"I have a few old friends scattered around some place, I suppose. I have no relatives in the world except a male cousin about my own age, and I never communicated with him after going to Honduras. There was a girl once——"

"There always is a girl," Shepley said softly, as Prale ceased speaking.

"But that ended ten years ago," Prale continued. "I stand alone—with my million."

"You advertise that fact, my boy, and there'll be girls by the regiment looking up your telephone number."

"And the right one wouldn't be in the crowd," Prale said, the smile leaving his face again.

"Well, you are in for a fine time, at least," Rufus Shepley told him. "There have been quite a few changes in New York in the past ten years. Yes, quite a few changes!
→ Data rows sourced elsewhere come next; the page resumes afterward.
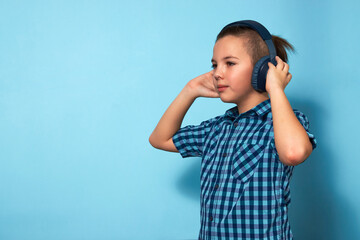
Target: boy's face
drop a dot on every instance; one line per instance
(232, 68)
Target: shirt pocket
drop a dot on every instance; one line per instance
(245, 160)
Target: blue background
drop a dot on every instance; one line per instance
(84, 83)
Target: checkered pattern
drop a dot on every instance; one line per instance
(245, 188)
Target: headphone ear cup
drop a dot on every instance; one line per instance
(258, 80)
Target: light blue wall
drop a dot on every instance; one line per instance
(84, 83)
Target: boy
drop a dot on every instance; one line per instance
(249, 152)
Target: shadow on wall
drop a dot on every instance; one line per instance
(317, 210)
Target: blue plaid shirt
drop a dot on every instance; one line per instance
(245, 188)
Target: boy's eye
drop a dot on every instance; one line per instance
(228, 63)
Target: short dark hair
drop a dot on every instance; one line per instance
(255, 45)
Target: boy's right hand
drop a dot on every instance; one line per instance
(203, 86)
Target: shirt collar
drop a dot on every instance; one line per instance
(261, 109)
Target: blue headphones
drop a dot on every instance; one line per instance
(258, 80)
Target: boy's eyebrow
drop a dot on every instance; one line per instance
(212, 60)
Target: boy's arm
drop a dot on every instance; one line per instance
(291, 139)
(170, 122)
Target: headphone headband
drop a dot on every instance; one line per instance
(263, 32)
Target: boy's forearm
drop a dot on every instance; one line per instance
(291, 140)
(171, 120)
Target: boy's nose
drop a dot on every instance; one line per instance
(218, 75)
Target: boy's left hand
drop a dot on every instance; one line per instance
(279, 76)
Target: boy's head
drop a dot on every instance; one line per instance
(246, 47)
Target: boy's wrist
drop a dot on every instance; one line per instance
(275, 91)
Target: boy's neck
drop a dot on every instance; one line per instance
(251, 102)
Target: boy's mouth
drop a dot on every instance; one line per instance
(221, 88)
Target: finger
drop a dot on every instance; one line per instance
(289, 76)
(280, 63)
(270, 65)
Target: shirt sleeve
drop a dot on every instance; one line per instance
(189, 140)
(305, 123)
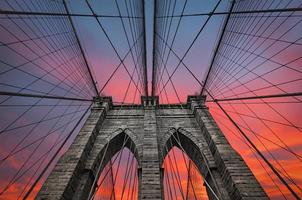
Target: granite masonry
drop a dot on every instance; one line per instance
(150, 130)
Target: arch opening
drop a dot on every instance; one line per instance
(181, 177)
(119, 178)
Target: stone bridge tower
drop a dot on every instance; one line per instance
(151, 130)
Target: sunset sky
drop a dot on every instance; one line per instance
(259, 55)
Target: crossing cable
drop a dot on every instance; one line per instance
(51, 43)
(13, 179)
(252, 151)
(28, 109)
(131, 53)
(234, 24)
(259, 153)
(218, 44)
(174, 36)
(191, 45)
(32, 61)
(267, 149)
(275, 10)
(286, 146)
(80, 46)
(114, 48)
(269, 46)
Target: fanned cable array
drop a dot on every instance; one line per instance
(252, 77)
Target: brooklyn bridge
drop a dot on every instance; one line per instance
(150, 99)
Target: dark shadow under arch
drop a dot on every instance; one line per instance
(118, 140)
(186, 142)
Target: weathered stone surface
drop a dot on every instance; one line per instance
(150, 131)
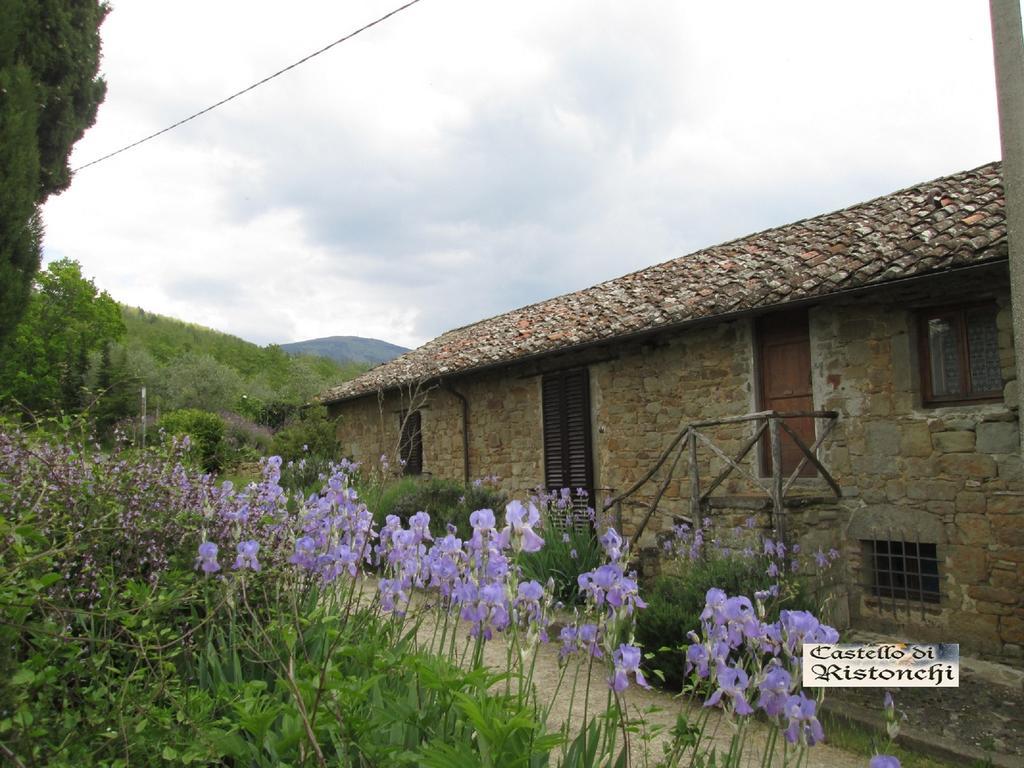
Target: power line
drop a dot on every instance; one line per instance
(267, 79)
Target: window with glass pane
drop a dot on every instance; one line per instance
(961, 355)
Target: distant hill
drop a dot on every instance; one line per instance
(347, 349)
(268, 372)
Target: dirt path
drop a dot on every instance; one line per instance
(657, 708)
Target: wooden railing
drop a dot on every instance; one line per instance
(775, 487)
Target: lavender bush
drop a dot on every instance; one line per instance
(257, 626)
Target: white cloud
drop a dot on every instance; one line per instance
(466, 158)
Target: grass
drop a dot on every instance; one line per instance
(866, 741)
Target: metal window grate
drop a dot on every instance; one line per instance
(903, 570)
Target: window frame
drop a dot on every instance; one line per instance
(957, 314)
(411, 441)
(912, 568)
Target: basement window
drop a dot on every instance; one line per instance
(902, 570)
(960, 354)
(411, 445)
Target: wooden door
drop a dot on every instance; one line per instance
(784, 368)
(566, 431)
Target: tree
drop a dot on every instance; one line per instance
(45, 361)
(49, 93)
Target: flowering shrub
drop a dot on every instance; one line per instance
(117, 515)
(570, 547)
(743, 561)
(258, 626)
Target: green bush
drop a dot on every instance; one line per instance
(309, 434)
(567, 552)
(675, 602)
(205, 430)
(445, 501)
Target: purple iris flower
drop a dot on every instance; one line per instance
(714, 603)
(803, 723)
(627, 659)
(696, 657)
(774, 691)
(208, 557)
(247, 554)
(305, 548)
(612, 544)
(731, 683)
(521, 520)
(590, 636)
(570, 643)
(482, 519)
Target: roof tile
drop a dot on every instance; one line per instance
(936, 225)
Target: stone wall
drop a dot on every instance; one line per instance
(949, 476)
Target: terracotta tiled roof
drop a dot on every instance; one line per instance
(950, 222)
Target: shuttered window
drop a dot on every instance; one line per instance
(411, 446)
(566, 431)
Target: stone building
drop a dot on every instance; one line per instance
(886, 327)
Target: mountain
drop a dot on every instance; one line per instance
(168, 352)
(347, 349)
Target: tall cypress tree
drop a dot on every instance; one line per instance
(49, 93)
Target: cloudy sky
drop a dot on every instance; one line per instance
(468, 157)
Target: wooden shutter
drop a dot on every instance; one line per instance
(411, 446)
(566, 430)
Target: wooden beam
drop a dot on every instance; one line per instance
(733, 463)
(813, 459)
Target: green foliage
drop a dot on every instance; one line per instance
(199, 381)
(445, 501)
(46, 360)
(262, 671)
(187, 366)
(675, 602)
(205, 430)
(49, 93)
(568, 551)
(309, 434)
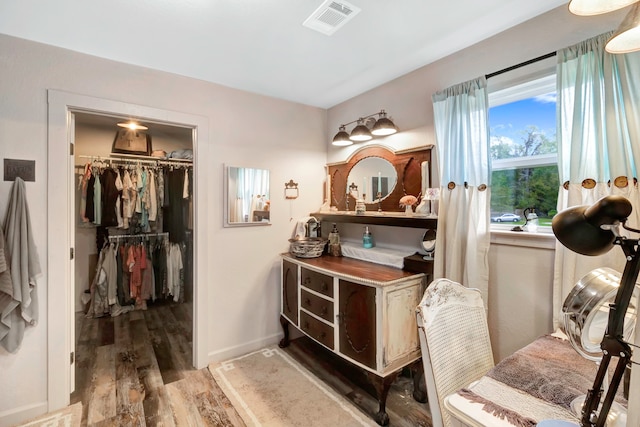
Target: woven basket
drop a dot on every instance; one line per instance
(307, 247)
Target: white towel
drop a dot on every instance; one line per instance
(22, 256)
(301, 227)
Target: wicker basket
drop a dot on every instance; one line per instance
(307, 247)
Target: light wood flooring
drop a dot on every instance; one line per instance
(135, 370)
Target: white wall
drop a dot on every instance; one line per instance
(245, 130)
(520, 276)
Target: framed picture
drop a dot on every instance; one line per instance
(129, 141)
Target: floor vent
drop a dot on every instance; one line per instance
(330, 16)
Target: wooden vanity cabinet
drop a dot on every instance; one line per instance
(361, 311)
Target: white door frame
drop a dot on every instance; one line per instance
(60, 220)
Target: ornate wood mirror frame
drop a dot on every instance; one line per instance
(407, 164)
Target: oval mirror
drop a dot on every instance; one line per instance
(370, 176)
(246, 197)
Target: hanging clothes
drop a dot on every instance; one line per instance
(110, 196)
(174, 206)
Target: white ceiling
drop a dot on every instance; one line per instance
(261, 46)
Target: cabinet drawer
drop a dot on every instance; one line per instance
(318, 282)
(317, 305)
(316, 329)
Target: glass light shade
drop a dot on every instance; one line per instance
(597, 7)
(132, 126)
(627, 36)
(360, 132)
(342, 138)
(384, 126)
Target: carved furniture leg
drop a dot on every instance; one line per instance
(382, 386)
(284, 342)
(419, 384)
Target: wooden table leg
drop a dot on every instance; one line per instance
(284, 342)
(419, 385)
(382, 386)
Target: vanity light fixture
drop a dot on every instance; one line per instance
(627, 37)
(132, 125)
(366, 128)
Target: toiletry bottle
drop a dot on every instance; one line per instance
(367, 238)
(334, 242)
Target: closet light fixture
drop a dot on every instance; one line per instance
(132, 125)
(366, 128)
(627, 37)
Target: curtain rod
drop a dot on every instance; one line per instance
(522, 64)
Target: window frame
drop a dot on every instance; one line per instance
(527, 88)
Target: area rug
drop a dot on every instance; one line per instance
(71, 416)
(269, 388)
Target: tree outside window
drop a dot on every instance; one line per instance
(524, 156)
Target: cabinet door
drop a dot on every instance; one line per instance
(290, 291)
(357, 328)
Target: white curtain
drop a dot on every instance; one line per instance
(598, 145)
(598, 154)
(462, 135)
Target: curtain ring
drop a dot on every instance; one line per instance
(588, 183)
(621, 182)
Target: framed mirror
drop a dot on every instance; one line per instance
(246, 196)
(402, 170)
(372, 175)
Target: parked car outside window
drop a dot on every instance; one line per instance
(506, 218)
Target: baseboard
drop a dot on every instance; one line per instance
(239, 350)
(19, 415)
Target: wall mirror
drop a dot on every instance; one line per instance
(402, 170)
(370, 176)
(247, 199)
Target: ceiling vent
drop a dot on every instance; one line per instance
(330, 16)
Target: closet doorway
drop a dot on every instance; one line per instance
(89, 125)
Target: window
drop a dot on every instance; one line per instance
(522, 122)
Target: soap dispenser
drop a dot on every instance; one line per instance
(367, 238)
(334, 242)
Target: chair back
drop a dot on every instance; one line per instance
(454, 341)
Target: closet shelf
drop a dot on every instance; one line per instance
(135, 159)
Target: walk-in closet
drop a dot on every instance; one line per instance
(133, 271)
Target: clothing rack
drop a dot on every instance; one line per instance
(145, 236)
(151, 161)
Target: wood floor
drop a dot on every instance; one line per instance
(135, 370)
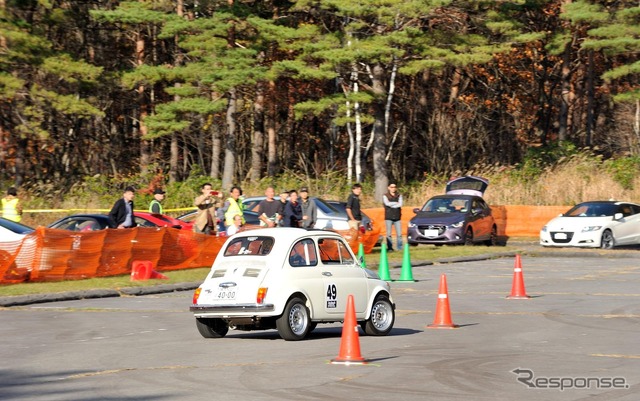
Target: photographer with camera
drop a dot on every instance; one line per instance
(207, 203)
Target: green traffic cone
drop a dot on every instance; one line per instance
(383, 270)
(363, 264)
(405, 273)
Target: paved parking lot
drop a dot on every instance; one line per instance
(579, 331)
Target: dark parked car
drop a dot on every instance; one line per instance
(460, 216)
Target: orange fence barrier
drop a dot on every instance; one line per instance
(512, 220)
(53, 255)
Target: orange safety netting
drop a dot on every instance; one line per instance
(53, 255)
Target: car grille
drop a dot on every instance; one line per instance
(423, 229)
(554, 234)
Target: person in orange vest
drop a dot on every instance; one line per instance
(11, 206)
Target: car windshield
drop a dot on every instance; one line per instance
(446, 205)
(592, 210)
(254, 245)
(15, 227)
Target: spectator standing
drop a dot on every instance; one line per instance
(206, 203)
(309, 209)
(11, 206)
(292, 211)
(284, 196)
(353, 207)
(232, 207)
(236, 226)
(121, 214)
(392, 201)
(269, 209)
(155, 206)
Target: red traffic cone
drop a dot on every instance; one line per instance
(350, 342)
(442, 319)
(517, 289)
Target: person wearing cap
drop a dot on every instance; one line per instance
(207, 203)
(11, 206)
(232, 207)
(121, 214)
(309, 209)
(155, 206)
(269, 209)
(353, 207)
(392, 202)
(292, 211)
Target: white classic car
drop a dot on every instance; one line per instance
(598, 224)
(289, 279)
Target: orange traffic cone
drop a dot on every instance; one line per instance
(442, 319)
(141, 270)
(517, 289)
(158, 275)
(350, 342)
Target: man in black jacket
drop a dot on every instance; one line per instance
(121, 214)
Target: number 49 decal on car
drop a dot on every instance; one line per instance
(332, 296)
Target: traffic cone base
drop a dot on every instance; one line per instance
(405, 273)
(442, 319)
(350, 342)
(363, 263)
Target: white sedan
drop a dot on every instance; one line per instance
(289, 279)
(600, 224)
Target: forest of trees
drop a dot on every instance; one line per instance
(247, 89)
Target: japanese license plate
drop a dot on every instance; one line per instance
(430, 233)
(227, 293)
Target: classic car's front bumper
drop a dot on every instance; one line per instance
(232, 310)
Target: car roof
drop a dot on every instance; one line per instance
(286, 234)
(15, 227)
(467, 185)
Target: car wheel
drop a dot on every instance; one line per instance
(295, 323)
(382, 317)
(468, 236)
(493, 237)
(212, 328)
(608, 242)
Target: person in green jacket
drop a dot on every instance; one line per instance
(155, 206)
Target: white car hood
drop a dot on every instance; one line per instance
(562, 223)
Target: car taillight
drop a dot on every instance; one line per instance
(196, 295)
(262, 292)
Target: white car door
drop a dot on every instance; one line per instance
(341, 277)
(627, 230)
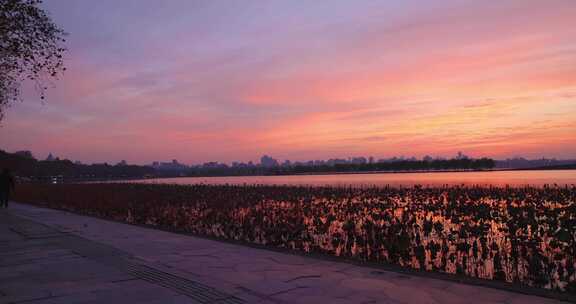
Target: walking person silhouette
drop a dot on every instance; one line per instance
(7, 185)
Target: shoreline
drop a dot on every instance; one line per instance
(376, 267)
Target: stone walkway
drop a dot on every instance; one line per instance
(50, 256)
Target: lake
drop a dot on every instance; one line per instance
(495, 178)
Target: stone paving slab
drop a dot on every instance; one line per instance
(40, 264)
(250, 274)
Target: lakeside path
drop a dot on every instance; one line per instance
(51, 256)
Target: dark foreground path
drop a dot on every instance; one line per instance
(50, 256)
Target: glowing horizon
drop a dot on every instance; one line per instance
(229, 81)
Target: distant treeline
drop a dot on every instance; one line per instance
(27, 167)
(404, 165)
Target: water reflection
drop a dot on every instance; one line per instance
(495, 178)
(525, 235)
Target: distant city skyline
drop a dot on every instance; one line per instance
(268, 161)
(204, 80)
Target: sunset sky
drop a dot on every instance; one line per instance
(231, 80)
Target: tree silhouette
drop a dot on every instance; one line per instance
(31, 48)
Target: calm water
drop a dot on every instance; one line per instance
(497, 178)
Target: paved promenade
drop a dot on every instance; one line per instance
(50, 256)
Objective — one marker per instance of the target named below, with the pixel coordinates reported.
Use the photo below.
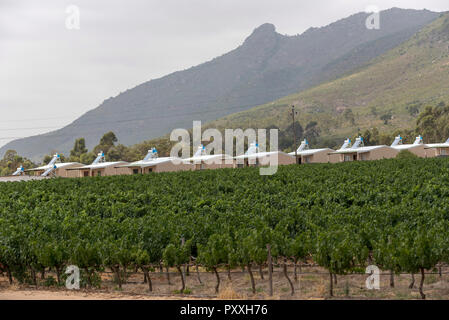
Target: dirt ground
(312, 283)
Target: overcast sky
(50, 75)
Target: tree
(79, 148)
(349, 116)
(386, 117)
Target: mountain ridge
(267, 66)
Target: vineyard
(341, 217)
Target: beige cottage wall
(319, 157)
(437, 152)
(214, 164)
(172, 167)
(334, 158)
(112, 171)
(382, 153)
(419, 150)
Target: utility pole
(293, 113)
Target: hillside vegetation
(267, 66)
(387, 94)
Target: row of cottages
(152, 163)
(358, 152)
(252, 157)
(306, 155)
(201, 160)
(438, 149)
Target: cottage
(358, 152)
(201, 160)
(253, 157)
(306, 155)
(99, 167)
(418, 147)
(152, 163)
(437, 149)
(54, 168)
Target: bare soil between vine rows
(312, 283)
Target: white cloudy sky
(50, 75)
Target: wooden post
(183, 266)
(270, 270)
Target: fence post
(270, 270)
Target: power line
(280, 92)
(122, 121)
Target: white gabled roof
(148, 163)
(58, 166)
(407, 146)
(360, 149)
(207, 157)
(99, 165)
(437, 145)
(310, 152)
(260, 155)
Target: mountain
(267, 66)
(396, 84)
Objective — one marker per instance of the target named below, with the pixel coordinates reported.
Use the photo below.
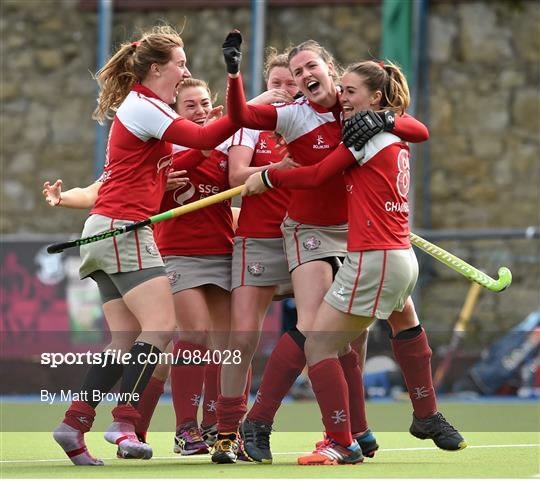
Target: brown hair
(274, 59)
(195, 82)
(389, 79)
(131, 64)
(315, 47)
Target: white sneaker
(71, 440)
(123, 435)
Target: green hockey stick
(459, 265)
(184, 209)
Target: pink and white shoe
(71, 440)
(123, 435)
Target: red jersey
(139, 152)
(377, 184)
(207, 231)
(261, 215)
(137, 161)
(312, 132)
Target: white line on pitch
(186, 458)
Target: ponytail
(131, 64)
(389, 79)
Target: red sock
(230, 410)
(414, 359)
(247, 390)
(186, 383)
(80, 415)
(147, 405)
(284, 366)
(211, 393)
(357, 402)
(330, 388)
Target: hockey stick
(459, 265)
(457, 334)
(184, 209)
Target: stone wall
(484, 61)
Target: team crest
(173, 277)
(256, 269)
(311, 243)
(223, 165)
(152, 249)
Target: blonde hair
(131, 64)
(315, 47)
(274, 59)
(195, 82)
(389, 79)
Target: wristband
(266, 179)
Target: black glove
(231, 51)
(361, 127)
(364, 125)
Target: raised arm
(76, 198)
(261, 117)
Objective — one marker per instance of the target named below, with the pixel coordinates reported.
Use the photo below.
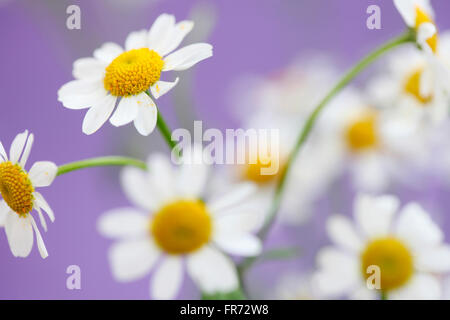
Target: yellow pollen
(412, 86)
(182, 226)
(423, 17)
(254, 171)
(362, 134)
(394, 260)
(16, 188)
(133, 72)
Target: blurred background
(251, 39)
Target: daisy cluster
(208, 222)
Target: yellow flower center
(423, 17)
(182, 226)
(412, 86)
(16, 188)
(394, 260)
(362, 134)
(133, 72)
(255, 171)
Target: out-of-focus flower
(17, 187)
(408, 250)
(117, 77)
(176, 223)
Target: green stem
(345, 80)
(101, 162)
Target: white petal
(175, 36)
(40, 201)
(136, 185)
(19, 233)
(17, 146)
(26, 151)
(123, 223)
(241, 245)
(407, 11)
(212, 271)
(374, 214)
(40, 242)
(341, 232)
(81, 94)
(188, 56)
(98, 114)
(160, 30)
(436, 260)
(43, 173)
(88, 68)
(126, 111)
(132, 259)
(160, 88)
(108, 52)
(240, 192)
(167, 279)
(147, 116)
(417, 229)
(420, 287)
(136, 40)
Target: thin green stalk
(345, 80)
(101, 162)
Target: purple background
(250, 37)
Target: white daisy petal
(136, 186)
(421, 287)
(88, 68)
(40, 242)
(26, 151)
(136, 40)
(126, 111)
(43, 173)
(108, 52)
(159, 31)
(147, 116)
(98, 114)
(123, 223)
(239, 193)
(17, 146)
(160, 88)
(132, 259)
(416, 228)
(42, 203)
(212, 271)
(341, 232)
(241, 245)
(186, 57)
(374, 214)
(167, 279)
(19, 233)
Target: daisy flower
(124, 77)
(17, 187)
(408, 250)
(174, 223)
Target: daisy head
(174, 222)
(407, 250)
(17, 188)
(126, 78)
(419, 16)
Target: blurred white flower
(117, 77)
(174, 222)
(17, 187)
(408, 249)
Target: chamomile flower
(123, 77)
(174, 223)
(17, 187)
(408, 249)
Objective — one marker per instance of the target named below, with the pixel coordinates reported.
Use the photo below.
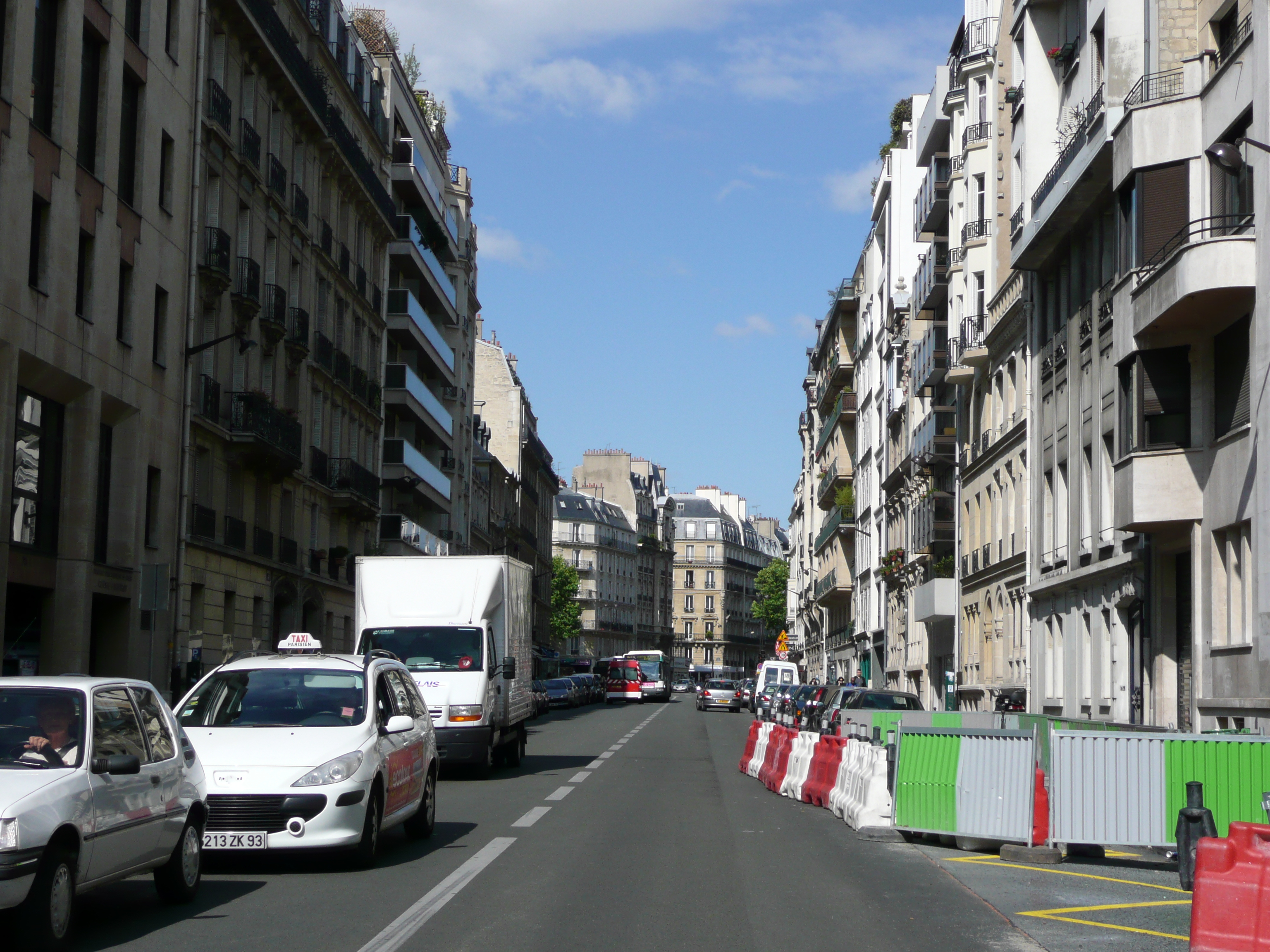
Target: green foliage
(566, 611)
(773, 583)
(845, 497)
(900, 113)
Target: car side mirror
(120, 764)
(399, 724)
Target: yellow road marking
(991, 861)
(1055, 916)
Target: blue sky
(666, 190)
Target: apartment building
(638, 488)
(513, 441)
(977, 437)
(95, 106)
(718, 552)
(1139, 226)
(831, 395)
(430, 313)
(296, 217)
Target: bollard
(1194, 821)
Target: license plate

There are a few new boarding houses scattered around, and a new general store or two, and the street cars run out farther than they used to."

"Oh, I've kept up to date after a fashion," Sidney Prale said, laughing once more. "I'm ready to appreciate the changes, but I suppose I will be surprised. The New York papers get down to Honduras now and then, you know."

"I've always understood," Shepley said, "that there are certain gentlemen in that part of the world who watch the New York papers very closely."

"Meaning the men who are fugitives from justice, I see," said Prale.

"I didn't mean anything personal, of course."